Prof. Dr. Erhard H.M. Lange

/ 4 Minuten zu lesen

Im Parlamentarischen Rat

Foto: Haus der Geschichte / Bestand Erna Wagner-Hehmke

Im Sommer 1948 wird Carlo Schmid vom Landtag von Württemberg-Hohenzollern in den Parlamentarischen Rat gewählt. Die Wahl Schmids kommt aufgrund einer Übereinkunft mit der Landes-CDU unter Staatspräsident Gebhard Müller zustande, die beide auf das Land entfallenden Mandate hätte beanspruchen können.

Schmid übernimmt den Vorsitz der SPD-Fraktion und ist somit Mitglied im Ältestenrat. Aufgrund einer vorangegangenen Absprache wird Carlo Schmid zum Vorsitzenden des Hauptausschusses gewählt. Im Gegenzug erhält Konrad Adenauer (CDU) das Amt des Präsidenten des Parlamentarischen Rats. Schmid ist außerdem Mitglied des Ausschusses für das Besatzungsstatut und gehört dem Ausschuss für Grundsatzfragen an. An den Sitzungen des Ausschusses für Organisation des Bunds sowie Verfassungsgerichtshof und Rechtspflege, für den er ursprünglich ernannt worden war, nimmt er nur selten teil und scheidet schließlich im Oktober 1948 auch offiziell aus.

Im weiteren Verlauf der Beratungen des Parlamentarischen Rats wirkt er im Sinne der übergreifenden Kompromissbildung maßgeblich im Fünferausschuss und im Siebenerausschuss mit. Das Grundgesetz soll nach Schmid im Hinblick auf die Nichtbeteiligung der Sowjetischen Besatzungszone nur ein Provisorium sein. Sein Wirken im Rat steht in der Kontinuität seiner bereits in den Ländern, in den gesamtzonalen Gremien, in den überzonalen Ministerpräsidentenkonferenzen und den beim Verfassungskonvent auf Herrenchiemsee entwickelten Vorstellungen.

Diese betreffen neben eigentlichen Verfassungsfragen besonders Fragen des Verhältnisses zu den Besatzungsmächten. Für Schmid rücken die Grundrechte, die für ihn als zivilisatorische Errungenschaften vorstaatlichen Charakter haben, in das Zentrum der grundgesetzlichen Ordnung. Im Einzelnen tritt er für das Asylrecht, das Recht auf Kriegsdienstverweigerung und für die Ächtung der Todesstrafe ein. Großen Einfluss hat er auf die Formulierung der völkerrechtlichen Grundsätze im Sinne einer völkerrechts- und integrationsfreundlichen Haltung.

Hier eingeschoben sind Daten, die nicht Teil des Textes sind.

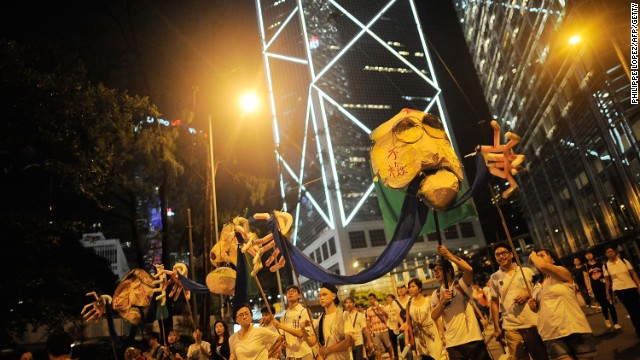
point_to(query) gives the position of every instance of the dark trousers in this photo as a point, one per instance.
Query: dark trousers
(357, 352)
(631, 301)
(394, 341)
(475, 350)
(600, 293)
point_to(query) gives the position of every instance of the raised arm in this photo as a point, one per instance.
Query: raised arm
(559, 272)
(467, 270)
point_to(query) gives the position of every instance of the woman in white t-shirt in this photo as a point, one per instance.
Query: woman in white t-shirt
(561, 323)
(421, 330)
(251, 343)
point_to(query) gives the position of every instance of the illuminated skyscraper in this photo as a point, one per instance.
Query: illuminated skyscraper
(554, 72)
(336, 70)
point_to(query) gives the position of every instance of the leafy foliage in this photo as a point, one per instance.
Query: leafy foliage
(66, 147)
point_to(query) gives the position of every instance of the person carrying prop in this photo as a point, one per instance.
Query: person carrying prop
(402, 301)
(335, 335)
(268, 321)
(596, 287)
(359, 324)
(620, 276)
(421, 331)
(221, 349)
(251, 343)
(156, 351)
(175, 349)
(377, 318)
(462, 334)
(200, 349)
(509, 296)
(561, 323)
(294, 323)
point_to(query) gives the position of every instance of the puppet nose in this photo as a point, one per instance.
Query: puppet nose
(439, 189)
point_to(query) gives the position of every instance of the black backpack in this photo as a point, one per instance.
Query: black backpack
(403, 311)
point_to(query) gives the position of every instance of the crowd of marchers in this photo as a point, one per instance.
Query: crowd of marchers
(537, 316)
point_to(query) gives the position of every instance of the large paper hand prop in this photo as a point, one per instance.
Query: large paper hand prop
(501, 160)
(224, 254)
(134, 294)
(413, 142)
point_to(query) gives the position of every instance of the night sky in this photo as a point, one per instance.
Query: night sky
(165, 49)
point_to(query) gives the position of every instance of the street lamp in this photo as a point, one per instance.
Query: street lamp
(248, 103)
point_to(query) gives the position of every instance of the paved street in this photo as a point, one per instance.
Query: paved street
(618, 345)
(621, 344)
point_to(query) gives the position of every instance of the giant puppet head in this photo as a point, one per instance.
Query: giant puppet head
(133, 295)
(412, 142)
(224, 254)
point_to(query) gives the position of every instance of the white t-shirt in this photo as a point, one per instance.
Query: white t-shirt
(358, 322)
(425, 332)
(296, 347)
(506, 287)
(194, 352)
(620, 277)
(460, 323)
(256, 345)
(559, 313)
(335, 329)
(394, 312)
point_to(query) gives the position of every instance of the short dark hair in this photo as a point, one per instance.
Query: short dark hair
(293, 287)
(499, 245)
(416, 281)
(59, 343)
(235, 311)
(552, 255)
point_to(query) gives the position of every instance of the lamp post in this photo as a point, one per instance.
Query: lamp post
(248, 103)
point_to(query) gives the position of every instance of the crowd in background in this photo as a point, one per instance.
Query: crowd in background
(537, 316)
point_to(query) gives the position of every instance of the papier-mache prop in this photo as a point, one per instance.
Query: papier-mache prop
(411, 155)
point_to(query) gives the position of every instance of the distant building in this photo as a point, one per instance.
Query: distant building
(109, 249)
(336, 72)
(556, 73)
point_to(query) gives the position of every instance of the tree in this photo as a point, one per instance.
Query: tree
(68, 150)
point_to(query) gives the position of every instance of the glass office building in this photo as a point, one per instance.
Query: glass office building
(335, 71)
(556, 73)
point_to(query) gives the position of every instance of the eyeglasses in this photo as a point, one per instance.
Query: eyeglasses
(243, 314)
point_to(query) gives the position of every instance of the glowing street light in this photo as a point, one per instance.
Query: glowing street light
(249, 102)
(575, 39)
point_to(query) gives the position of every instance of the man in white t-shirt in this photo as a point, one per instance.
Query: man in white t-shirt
(359, 324)
(620, 276)
(294, 323)
(335, 335)
(462, 335)
(509, 296)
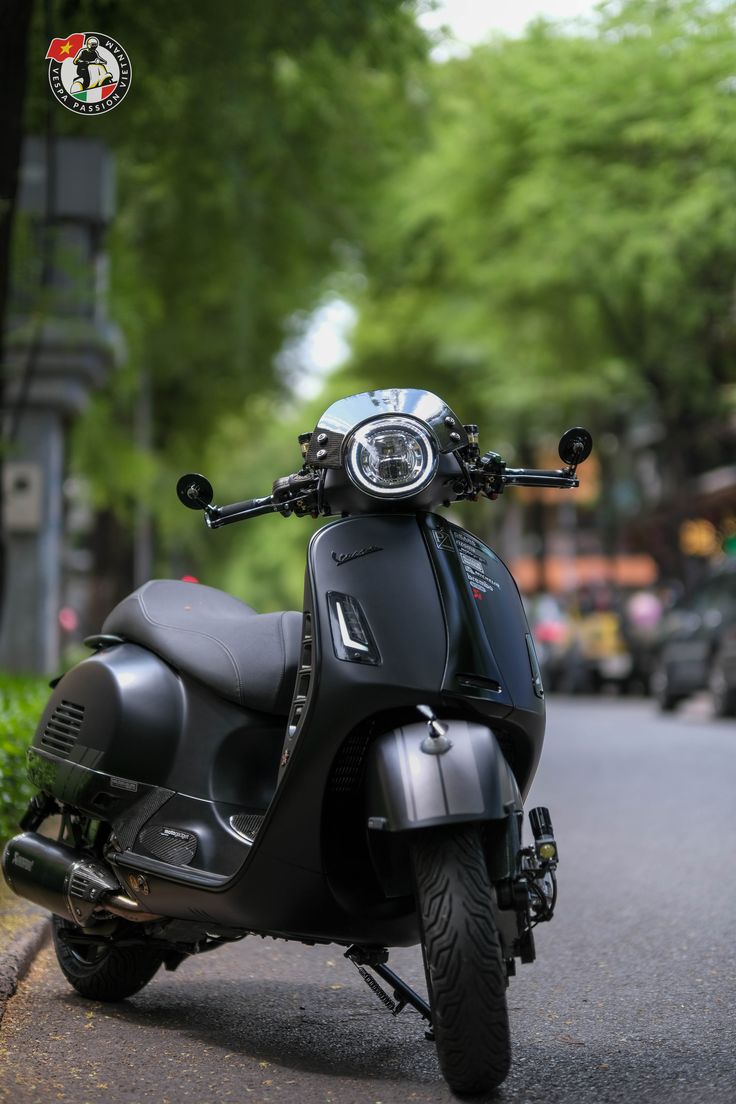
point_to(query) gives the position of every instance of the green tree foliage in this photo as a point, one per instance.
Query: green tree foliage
(245, 155)
(566, 240)
(21, 703)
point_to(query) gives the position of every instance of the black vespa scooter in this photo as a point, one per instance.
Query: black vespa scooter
(353, 774)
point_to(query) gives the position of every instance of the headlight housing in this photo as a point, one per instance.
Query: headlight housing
(391, 457)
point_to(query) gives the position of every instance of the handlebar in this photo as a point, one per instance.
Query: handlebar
(540, 477)
(217, 516)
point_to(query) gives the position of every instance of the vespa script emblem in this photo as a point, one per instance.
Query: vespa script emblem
(347, 556)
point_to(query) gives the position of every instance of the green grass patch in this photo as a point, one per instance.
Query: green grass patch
(22, 701)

Trotz gelegentlicher Bedenken gegen vorgeschlagene Einzelregelungen will Schmid unter allen Umständen ein Scheitern des Vorhabens vermeiden. Gerne hätte er manche aus seiner Sicht zu föderalistische Regelung vermieden, doch besitzt für ihn eine Verständigung auf breiter Grundlage oberste Priorität.

Biografie

Geboren am 3. Dezember 1896 in Perpignan (Südfrankreich), gestorben am 11. Dezember 1979 in Bad Honnef, römisch-katholisch, wird jedoch laizistisch erzogen.

Carlo Schmid (auch Charles oder Karl) wächst als Sohn eines deutschen Vaters und einer französischen Mutter zuerst in Frankreich und ab 1906 in Stuttgart auf. 1914 Abitur in Stuttgart. 1914-1918 als Kriegsfreiwilliger im Ersten Weltkrieg. 1919-1921 Studium der Staats- und Rechtswissenschaft in Tübingen, 1923 Promotion in Frankfurt am Main. 1924 Assessorexamen in Stuttgart und Niederlassung als Rechtsanwalt in Reutlingen. 1925-1927 Gerichtsassessor im württembergischen Justizdienst, danach Amtsrichter und ab 1931 Landgerichtsrat in Tübingen, 1927-1928 Beurlaubung, Referent am Kaiser-Wilhelm-Institut für ausländisches öffentliches Recht und Völkerrecht in Berlin. 1929 Habilitation, 1930-1940 Privatdozent für Völkerrecht in Tübingen.

In der Übergangsphase zur nationalsozialistischen Diktatur zieht er eine scharfe Trennlinie zu den Nationalsozialisten. Aus politischen Gründen ist von 1933 an ein Fortkommen im Bereich der Wissenschaft blockiert. 1940-1944 Dienst bei der Wehrmacht, Kriegsverwaltungsrat in Lille. In diesen Jahren verstärkt literarisch tätig. Vor Kriegsende Rückkehr nach Tübingen.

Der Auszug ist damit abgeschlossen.